# taz.de -- Auswirkung der Zinserhöhung auf Italien: Meloni will nicht Truss sein
       
       > Der Zinssprung durch die EZB engt die Spielräume von Italiens
       > Regierungschefin weiter ein. Ihre Europakritik ist vor allem eines:
       > simple Rhetorik.
       
 (IMG) Bild: Nur 45 Tage im Amt? Das dürfte Italiens Premierministerin Georgia Meloni verhindern wollen
       
       Am Mittwochabend bestand Giorgia Melonis Regierung auch die
       Vertrauensabstimmung im Senat und ist damit endgültig im Amt. Doch am
       Donnerstag bekam die neue Ministerpräsidentin, die sich schon mit hohen
       Energiepreisen, galoppierender Inflation und drohender Rezession
       herumschlagen muss, gleich das nächste Problem auf den Tisch: [1][die von
       der EZB verfügte erneute Zinserhöhung um ganze 0,75 Prozent] auf 2 Prozent.
       
       Für Italien ist diese Nachricht keine Kleinigkeit.
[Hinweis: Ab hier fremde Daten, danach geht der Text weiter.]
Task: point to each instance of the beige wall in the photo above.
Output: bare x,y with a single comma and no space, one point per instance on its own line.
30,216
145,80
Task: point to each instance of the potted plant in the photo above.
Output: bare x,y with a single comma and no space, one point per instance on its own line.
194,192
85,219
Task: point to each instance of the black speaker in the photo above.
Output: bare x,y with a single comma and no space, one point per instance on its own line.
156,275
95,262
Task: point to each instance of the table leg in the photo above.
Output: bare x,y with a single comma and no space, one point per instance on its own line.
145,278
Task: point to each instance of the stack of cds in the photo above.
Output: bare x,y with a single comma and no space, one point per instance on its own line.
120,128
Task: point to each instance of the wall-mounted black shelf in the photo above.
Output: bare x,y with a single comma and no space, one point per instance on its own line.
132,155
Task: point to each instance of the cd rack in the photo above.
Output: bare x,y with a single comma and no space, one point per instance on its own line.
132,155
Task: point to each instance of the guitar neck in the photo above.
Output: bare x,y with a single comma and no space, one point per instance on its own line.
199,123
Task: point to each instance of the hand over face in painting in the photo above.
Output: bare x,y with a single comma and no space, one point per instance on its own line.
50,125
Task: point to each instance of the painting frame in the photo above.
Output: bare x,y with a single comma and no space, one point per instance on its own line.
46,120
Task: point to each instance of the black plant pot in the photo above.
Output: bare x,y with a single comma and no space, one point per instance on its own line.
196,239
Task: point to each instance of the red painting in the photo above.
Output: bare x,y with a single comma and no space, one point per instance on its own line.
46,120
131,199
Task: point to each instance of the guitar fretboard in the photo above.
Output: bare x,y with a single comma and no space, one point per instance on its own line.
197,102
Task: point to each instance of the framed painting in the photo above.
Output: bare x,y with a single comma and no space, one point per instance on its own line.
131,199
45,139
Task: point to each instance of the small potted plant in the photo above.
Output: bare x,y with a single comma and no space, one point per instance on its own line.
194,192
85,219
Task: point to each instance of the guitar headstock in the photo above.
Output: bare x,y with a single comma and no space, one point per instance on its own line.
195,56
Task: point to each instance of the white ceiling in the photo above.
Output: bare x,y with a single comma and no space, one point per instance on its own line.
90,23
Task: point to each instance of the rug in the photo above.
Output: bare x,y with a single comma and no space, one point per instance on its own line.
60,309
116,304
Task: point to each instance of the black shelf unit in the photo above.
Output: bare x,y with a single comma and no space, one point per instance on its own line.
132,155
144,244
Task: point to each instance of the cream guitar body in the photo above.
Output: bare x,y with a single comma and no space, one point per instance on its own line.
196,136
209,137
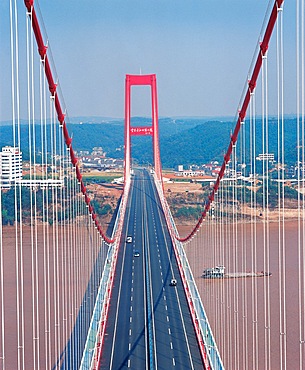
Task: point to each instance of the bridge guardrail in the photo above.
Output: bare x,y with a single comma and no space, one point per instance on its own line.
200,319
97,326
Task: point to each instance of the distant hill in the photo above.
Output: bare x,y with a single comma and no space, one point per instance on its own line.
182,140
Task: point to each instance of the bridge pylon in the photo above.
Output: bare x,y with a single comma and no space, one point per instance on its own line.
152,130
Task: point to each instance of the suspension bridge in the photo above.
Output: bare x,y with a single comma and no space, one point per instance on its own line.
76,293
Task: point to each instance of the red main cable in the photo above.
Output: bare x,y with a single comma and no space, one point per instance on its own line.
42,49
242,113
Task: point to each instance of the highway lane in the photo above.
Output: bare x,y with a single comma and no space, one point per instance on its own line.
149,325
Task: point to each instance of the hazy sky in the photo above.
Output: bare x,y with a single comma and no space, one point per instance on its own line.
200,50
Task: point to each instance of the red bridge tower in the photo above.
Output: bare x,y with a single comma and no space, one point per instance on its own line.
142,130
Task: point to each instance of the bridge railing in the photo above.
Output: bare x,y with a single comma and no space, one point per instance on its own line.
91,354
203,330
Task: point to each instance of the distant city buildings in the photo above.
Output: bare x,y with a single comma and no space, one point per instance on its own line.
97,160
266,157
10,166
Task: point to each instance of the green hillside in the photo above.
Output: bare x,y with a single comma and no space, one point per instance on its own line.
182,141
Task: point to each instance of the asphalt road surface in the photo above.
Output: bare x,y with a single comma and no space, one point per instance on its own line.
149,324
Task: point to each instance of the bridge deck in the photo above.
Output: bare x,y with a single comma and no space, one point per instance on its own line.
149,324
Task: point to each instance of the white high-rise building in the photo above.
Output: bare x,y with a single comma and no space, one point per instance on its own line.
10,166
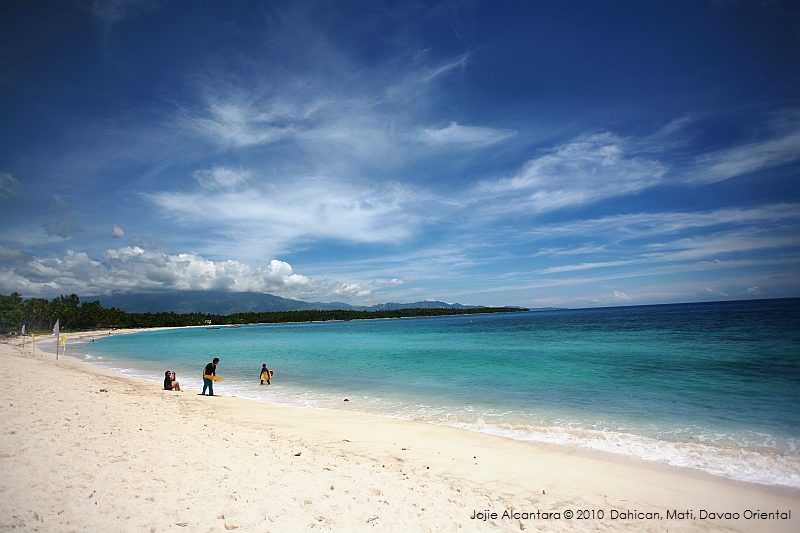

Immerhin betragen die
       Staatsschulden 150 Prozent des BIP – in der Eurozone steht nur Griechenland
       schlechter da. Schon jetzt muss das Land gegenüber den deutschen
       Staatstiteln einen Spread, einen Zinsaufschlag von über 2 Prozent zahlen,
       während zum Beispiel Spanien und Portugal mit nur 1 Prozent davonkommen.
       
       Damit werden Melonis Handlungsspielräume noch enger. Ihr ist bewusst, dass
       von den Anlegern als finanzpolitisch lax bewertetes Handeln ihrer Regierung
       bestraft würde – und dass dann Zinsen und Spread weiter wachsen würden.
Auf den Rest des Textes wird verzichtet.